The first part of this code will use yfinance as our datasource.
#we're going to use yfinance as our data source
!pip install yfinance --upgrade --no-cache-dir
import pandas as pd
import numpy as np
import yfinance as yf
Next, we’re going to create a dataframe called df and download SPY data from 2000 to it.
#Here we're creating a dataframe for spy data from 2000-current
df = yf.download('spy',
start='2000-01-01',
end='2020-08-21',
progress=True)
#dauto_adjust=True,
#actions='inline',) #adjust for stock splits and dividends
#print the dataframe to see what lives in it
print(df)
Finally, we’ll print the result of df so you can get an idea of what is inside of it.
We’re going to drop all the columns except Adj Close. Then we’ll rename it adj_close. Next, we’ll create a column labeled simple_rtn. This is the daily simple return or percent increase/decrease. The next line of code creates a logarithmic increase/decrease. Logarithmic gives equal bearing to the Y-axis and can be defined as follows, “A logarithmic price scale uses the percentage of change to plot data points, so, the scale prices are not positioned equidistantly. A linear price scale uses an equal value between price scales providing an equal distance between values.”
#only keep adj close
df = df.loc[:, ['Adj Close']]
df.rename(columns={'Adj Close':'adj_close'}, inplace=True)
#create column simple return
df['simple_rtn'] = df.adj_close.pct_change()
#create column logrithmic returns
df['log_rtn'] = np.log(df.adj_close/df.adj_close.shift(1))
print(df)
This next command just analyzes the data so you can spot-check what you’ve created.
#here we can analyze our data
df.info()
This next section describes what the daily increase/decrease of the SPY looks like.
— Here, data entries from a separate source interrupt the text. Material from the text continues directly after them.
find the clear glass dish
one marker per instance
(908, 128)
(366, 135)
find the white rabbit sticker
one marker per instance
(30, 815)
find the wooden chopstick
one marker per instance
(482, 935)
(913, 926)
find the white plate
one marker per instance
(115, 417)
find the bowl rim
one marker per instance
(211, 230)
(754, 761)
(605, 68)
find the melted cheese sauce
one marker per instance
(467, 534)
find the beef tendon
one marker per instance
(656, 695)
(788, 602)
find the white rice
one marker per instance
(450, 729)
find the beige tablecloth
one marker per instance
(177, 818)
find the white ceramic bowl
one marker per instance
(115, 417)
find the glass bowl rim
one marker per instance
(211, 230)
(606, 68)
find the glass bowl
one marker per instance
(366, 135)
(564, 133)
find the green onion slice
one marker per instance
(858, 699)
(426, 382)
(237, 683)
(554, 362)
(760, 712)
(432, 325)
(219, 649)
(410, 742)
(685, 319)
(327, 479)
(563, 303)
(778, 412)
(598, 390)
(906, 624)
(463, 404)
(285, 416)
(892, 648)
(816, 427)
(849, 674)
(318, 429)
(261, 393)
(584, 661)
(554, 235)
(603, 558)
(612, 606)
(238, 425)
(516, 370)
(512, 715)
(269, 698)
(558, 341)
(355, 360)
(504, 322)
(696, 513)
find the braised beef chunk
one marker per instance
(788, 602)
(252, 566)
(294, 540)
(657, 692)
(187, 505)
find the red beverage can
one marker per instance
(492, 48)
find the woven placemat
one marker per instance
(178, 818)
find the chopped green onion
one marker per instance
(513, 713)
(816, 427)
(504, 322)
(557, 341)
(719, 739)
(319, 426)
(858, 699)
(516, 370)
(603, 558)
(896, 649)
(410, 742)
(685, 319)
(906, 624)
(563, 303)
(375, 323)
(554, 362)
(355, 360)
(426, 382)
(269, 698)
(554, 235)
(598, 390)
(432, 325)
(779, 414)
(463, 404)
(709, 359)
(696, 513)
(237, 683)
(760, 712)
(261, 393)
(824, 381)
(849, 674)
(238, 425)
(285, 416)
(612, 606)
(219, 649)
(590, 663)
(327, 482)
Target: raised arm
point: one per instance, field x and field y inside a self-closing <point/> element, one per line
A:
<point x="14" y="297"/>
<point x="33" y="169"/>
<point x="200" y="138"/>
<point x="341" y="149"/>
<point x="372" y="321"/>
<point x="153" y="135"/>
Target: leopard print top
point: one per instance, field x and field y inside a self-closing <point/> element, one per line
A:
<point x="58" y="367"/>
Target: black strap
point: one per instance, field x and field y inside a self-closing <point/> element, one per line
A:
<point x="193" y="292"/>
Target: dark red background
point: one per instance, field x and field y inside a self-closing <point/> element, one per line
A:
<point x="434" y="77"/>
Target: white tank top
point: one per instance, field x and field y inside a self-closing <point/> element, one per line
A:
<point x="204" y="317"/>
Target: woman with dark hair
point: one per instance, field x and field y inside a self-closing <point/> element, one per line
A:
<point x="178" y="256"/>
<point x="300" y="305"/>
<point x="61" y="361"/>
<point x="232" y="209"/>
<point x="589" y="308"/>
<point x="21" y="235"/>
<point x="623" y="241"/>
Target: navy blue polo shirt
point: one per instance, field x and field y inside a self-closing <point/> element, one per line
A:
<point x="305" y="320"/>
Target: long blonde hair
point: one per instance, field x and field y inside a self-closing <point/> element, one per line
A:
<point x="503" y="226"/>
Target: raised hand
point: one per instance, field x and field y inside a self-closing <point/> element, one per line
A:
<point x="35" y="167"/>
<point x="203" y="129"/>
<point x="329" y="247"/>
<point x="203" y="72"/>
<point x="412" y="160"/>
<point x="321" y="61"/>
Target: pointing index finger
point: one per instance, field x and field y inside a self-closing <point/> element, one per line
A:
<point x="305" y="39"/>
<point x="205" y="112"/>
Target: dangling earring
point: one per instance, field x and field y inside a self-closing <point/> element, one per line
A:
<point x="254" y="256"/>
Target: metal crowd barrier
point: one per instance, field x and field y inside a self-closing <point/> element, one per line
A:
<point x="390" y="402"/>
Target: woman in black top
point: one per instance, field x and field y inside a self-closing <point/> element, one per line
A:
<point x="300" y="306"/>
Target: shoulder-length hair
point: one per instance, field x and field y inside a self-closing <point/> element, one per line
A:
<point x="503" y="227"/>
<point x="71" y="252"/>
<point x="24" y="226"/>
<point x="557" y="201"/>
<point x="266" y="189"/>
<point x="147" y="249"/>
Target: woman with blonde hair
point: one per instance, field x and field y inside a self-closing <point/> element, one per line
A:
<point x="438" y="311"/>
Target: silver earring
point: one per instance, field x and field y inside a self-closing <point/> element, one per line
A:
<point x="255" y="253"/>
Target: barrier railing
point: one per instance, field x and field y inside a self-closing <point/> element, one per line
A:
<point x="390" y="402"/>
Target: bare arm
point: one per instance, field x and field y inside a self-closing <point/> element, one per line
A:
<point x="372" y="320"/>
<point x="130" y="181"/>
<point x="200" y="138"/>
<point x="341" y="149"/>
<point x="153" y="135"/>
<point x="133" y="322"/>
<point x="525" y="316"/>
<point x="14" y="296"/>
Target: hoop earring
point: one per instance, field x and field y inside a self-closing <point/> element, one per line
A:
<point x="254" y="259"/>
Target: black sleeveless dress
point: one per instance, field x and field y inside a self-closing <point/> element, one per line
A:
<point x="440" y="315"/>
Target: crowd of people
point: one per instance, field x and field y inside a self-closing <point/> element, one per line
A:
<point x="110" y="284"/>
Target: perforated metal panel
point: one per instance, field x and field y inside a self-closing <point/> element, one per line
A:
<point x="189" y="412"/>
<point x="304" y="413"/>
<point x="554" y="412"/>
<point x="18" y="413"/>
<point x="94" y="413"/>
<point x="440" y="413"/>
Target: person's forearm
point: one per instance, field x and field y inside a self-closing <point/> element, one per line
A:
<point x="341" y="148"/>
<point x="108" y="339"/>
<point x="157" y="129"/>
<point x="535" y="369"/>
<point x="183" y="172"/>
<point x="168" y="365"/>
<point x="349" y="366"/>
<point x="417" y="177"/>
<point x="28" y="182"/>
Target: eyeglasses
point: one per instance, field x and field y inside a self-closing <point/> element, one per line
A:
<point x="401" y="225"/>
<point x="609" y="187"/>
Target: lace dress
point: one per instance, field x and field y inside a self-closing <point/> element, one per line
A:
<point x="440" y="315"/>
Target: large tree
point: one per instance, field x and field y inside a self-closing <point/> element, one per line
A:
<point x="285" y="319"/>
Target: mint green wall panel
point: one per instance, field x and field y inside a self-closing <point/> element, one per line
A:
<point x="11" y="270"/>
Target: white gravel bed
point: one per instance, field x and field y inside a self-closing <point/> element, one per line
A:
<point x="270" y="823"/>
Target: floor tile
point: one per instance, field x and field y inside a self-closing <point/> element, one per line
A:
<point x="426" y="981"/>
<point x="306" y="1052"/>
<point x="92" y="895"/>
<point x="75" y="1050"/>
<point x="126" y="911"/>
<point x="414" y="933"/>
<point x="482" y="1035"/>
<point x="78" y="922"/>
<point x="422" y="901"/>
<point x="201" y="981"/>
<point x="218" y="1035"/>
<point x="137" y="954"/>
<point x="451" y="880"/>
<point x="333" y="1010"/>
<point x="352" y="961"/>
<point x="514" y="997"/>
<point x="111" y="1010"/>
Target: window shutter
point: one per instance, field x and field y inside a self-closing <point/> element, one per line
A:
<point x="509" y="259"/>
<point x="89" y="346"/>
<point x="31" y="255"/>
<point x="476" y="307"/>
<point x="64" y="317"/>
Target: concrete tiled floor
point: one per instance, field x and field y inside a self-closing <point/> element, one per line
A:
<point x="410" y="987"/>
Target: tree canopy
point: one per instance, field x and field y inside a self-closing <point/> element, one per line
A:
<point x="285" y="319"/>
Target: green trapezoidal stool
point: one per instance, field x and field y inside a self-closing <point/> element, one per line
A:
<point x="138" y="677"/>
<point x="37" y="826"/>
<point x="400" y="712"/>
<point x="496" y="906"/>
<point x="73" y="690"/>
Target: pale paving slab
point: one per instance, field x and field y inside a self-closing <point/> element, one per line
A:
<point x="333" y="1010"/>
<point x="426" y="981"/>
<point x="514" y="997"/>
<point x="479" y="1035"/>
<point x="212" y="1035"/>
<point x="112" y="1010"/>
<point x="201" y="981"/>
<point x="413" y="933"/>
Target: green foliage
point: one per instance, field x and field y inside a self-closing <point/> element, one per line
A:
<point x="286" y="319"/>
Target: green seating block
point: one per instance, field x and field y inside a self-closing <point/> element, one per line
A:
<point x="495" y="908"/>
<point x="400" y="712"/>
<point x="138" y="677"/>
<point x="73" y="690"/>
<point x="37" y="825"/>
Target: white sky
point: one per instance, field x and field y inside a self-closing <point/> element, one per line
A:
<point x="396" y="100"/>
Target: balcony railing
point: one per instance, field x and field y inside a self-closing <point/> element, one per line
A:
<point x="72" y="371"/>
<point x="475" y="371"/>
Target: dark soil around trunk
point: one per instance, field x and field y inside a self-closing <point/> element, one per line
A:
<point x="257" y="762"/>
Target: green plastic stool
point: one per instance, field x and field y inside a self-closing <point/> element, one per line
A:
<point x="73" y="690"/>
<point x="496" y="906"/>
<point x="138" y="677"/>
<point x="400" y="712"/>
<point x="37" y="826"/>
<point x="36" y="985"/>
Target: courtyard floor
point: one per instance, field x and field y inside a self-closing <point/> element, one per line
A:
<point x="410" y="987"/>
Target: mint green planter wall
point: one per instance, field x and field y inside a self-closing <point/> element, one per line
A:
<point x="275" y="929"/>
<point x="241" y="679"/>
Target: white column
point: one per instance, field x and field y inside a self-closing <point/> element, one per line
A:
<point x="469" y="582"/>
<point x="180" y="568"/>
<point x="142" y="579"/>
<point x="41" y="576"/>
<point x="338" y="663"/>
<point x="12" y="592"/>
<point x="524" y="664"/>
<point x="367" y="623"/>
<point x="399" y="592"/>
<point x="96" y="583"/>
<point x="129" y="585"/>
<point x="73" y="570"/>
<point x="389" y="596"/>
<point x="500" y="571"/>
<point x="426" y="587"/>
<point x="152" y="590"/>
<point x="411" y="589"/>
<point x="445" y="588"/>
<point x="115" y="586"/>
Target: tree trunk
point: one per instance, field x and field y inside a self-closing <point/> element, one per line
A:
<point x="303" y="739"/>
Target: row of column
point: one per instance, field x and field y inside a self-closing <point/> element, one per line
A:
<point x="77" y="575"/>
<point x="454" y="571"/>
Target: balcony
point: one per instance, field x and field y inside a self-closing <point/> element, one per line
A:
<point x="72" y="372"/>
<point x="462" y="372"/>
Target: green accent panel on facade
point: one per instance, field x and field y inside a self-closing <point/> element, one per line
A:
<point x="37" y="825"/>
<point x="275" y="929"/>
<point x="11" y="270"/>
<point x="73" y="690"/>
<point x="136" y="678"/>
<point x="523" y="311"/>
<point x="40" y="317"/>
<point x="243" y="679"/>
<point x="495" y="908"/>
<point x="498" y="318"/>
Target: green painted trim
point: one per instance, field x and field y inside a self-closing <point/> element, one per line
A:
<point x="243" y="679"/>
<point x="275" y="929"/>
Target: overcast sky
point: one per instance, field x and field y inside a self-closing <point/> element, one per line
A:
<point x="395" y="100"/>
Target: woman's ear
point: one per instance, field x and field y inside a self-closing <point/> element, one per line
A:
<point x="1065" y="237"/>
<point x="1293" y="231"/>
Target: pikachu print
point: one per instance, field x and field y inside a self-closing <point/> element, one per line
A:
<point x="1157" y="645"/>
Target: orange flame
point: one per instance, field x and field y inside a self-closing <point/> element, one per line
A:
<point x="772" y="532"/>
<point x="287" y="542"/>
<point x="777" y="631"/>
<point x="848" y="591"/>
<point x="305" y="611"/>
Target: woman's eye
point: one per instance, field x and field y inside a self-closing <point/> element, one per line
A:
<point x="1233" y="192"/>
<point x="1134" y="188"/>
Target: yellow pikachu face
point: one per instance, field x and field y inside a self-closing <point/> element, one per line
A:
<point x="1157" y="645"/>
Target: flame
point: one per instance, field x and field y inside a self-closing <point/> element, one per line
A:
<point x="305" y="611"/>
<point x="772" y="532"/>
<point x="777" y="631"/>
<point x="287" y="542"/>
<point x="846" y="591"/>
You can see statistically relevant information about S&P here.
#get statistical data on the data frame
df.describe()
Next, we can see a distribution of adjustable close, logarithmic return, and simple return.
#view chart of data to get an overview of what lives in the data
import matplotlib.pyplot as plt
df.hist(bins=50, figsize=(20,15))
plt.show()
This is all for data normalization. You can now apply different algorithmic analyses to the data.